Basic helix-loop-helix (bHLH) transcription factors play essential roles in myriad regulatory processes, including secondary metabolism. In this study with Salvia miltiorrhiza, we isolated and characterized SmbHLH53, which encodes a bHLH family member. Expression of this gene was significantly induced by wounding and multiple hormones, including methyl jasmonic acid; transcript levels were highest in the leaves and roots. Phylogenetic analysis indicated that SmbHLH53 clusters with AtbHLH17 and AtbHLH13, two negative regulators of jasmonate (JA) responses, and is localized in the nucleus and cell membrane. Yeast two-hybrid and bimolecular fluorescent complementation assays indicated that SmbHLH53 forms a homodimer as well as a heterodimer with SmbHLH37. It also interacts with both SmJAZs1/3/8 and SmMYC2, the core members of the JA signal pathway. Unexpectedly, we noted that overexpression of SmbHLH53 did not significantly influence the concentrations of rosmarinic acid and salvianolic acid B in transgenic plants. Results from yeast one-hybrid assays showed that SmbHLH53 binds to the promoters of SmTAT1, SmPAL1, and Sm4CL9, the key genes for enzymes in the pathway for phenolic acid synthesis. Assays of transient transcriptional activity demonstrated that SmbHLH53 represses the promoter of SmTAT1 while activating the promoter of Sm4CL9. Thus, the present work revealed that SmbHLH53 may play dual roles in regulating the genes for enzymes in the pathway for Sal B biosynthesis.

Introduction

Salvia miltiorrhiza Bunge, a perennial medicinal herb within Labiatae, is considered a model medicinal plant (Li and Lu, 2014). Its dry roots and rhizomes, commonly known as ‘Danshen’ in China, are some of the most frequently utilized materials in traditional Chinese medicine. Danshen was first recorded in the Shen Nong's Herbal Classic and has been used for more than 2,000 years to treat ailments such as cardiovascular and coronary heart diseases, dysmenorrhea, and amenorrhea (Cheng, 2006, Liu et al., 2016, Zhang et al., 2019). Results from chemical and pharmacological studies have indicated that the main bioactive components in S. miltiorrhiza are lipid-soluble tanshinones and water-soluble salvianolic acids, including salvianolic acid B (Sal B) and rosmarinic acid (RA) (Zhou et al., 2005, Gao et al., 2012). In view of increased clinical demands but a low yield of the active ingredients from this species, researchers have adopted several strategies to augment the accumulation of these active components, including the application of biotic elicitors (Yu et al., 2019), engineering of enzyme genes in the biosynthetic pathway (Wei et al., 2019), and ectopic expression of transcription factors (TFs) (Yang et al., 1804, Li et al., 2018, Huang et al., 2019, Sun et al., 2019).
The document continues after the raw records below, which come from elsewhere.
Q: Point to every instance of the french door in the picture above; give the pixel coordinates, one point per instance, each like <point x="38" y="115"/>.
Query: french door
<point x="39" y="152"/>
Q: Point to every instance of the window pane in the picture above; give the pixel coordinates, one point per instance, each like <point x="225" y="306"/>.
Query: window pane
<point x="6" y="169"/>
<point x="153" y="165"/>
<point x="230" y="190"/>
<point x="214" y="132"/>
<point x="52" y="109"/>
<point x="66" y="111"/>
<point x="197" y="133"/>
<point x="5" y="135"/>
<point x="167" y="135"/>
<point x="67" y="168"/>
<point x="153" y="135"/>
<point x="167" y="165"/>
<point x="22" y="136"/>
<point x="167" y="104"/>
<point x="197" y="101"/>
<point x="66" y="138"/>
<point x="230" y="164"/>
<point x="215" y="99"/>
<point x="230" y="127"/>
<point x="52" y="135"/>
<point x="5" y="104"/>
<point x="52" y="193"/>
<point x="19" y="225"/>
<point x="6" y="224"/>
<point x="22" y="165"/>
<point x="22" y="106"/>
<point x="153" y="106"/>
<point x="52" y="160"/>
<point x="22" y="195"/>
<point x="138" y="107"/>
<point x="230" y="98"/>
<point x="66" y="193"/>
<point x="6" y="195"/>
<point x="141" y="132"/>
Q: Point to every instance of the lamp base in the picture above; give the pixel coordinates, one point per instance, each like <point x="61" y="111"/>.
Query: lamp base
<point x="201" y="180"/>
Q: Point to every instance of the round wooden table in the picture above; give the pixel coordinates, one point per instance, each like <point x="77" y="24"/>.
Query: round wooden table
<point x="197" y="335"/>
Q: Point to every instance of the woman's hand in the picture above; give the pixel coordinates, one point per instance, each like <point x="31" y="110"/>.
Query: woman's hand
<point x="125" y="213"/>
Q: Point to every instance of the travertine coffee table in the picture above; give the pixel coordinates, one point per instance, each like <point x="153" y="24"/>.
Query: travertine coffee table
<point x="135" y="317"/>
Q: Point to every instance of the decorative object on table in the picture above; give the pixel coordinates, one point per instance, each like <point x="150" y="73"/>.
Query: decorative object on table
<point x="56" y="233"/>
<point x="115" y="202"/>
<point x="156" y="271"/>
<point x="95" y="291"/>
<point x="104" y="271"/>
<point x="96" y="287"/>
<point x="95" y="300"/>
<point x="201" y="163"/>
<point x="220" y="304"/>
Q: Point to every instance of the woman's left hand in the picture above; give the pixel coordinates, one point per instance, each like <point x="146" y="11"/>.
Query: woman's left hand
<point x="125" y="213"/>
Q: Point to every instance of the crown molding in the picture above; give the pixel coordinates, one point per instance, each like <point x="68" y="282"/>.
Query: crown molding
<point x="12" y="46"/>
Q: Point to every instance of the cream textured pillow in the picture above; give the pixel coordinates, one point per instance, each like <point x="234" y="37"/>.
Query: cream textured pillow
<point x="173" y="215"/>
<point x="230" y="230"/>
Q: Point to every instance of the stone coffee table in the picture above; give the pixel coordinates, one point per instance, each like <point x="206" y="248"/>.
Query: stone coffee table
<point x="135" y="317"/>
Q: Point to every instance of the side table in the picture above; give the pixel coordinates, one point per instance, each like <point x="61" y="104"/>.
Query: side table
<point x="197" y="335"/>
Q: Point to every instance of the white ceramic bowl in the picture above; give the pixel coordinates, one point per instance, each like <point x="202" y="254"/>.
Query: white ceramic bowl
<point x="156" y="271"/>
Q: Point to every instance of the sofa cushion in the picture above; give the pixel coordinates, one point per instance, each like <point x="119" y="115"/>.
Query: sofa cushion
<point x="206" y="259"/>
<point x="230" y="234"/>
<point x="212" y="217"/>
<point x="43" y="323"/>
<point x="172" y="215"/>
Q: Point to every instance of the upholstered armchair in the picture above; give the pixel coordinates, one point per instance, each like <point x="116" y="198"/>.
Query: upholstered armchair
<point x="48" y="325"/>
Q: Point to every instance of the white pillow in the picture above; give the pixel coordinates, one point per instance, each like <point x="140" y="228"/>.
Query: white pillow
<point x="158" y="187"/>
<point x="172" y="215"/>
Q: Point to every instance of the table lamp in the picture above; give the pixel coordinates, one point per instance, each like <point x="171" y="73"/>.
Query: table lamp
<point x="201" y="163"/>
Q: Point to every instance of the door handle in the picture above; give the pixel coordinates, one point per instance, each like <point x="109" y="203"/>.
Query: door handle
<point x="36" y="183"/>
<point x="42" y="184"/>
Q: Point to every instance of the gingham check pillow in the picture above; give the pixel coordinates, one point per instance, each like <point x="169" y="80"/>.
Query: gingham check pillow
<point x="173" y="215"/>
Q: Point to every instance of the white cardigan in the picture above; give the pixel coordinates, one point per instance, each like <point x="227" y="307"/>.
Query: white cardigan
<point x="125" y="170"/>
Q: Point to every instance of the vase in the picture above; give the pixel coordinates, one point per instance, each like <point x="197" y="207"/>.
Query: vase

The endogenous phytohormone jasmonate (JA) plays an essential role in various processes for plant defenses and development. When exposed to external stress, plants begin to accumulate JA and activate the JA signal pathway, resulting in activation of a subset of immune genes and the production of defensive secondary metabolites (Campos et al., 2014). Exogenous application of methyl jasmonic acid (MeJA) on plants has been widely used to stimulate the manufacture of secondary metabolites, including terpenoids, flavonoids, alkaloids, and phenylpropanoids (Wasternack and Strnad, 2019). In S. miltiorrhiza, both lipid-soluble tanshinones and water-soluble salvianolic acids are significantly increased upon treatment with MeJA (Ge et al., 2015, Hao et al., 2015). The molecular mechanism by which it promotes the accumulation of valuable active ingredients in S. miltiorrhiza has already been partially elucidated (Shi et al., 2016, Zhou et al., 2016, Yang et al., 1804, Du et al., 2018, Pei et al., 2018). For example, in response to MeJA treatment, JA signaling is activated in such plants, which then leads to degradation of jasmonate ZIM-domain (JAZ) proteins and de-repression of SmMYC2. The latter promotes the production of RA and Sal B by binding to and activating the promoters of SmTAT1, SmPAL1, and SmCYP98A14, three key enzyme genes in the pathway for phenolic acid synthesis (Yang et al., 1804, Du et al., 2018).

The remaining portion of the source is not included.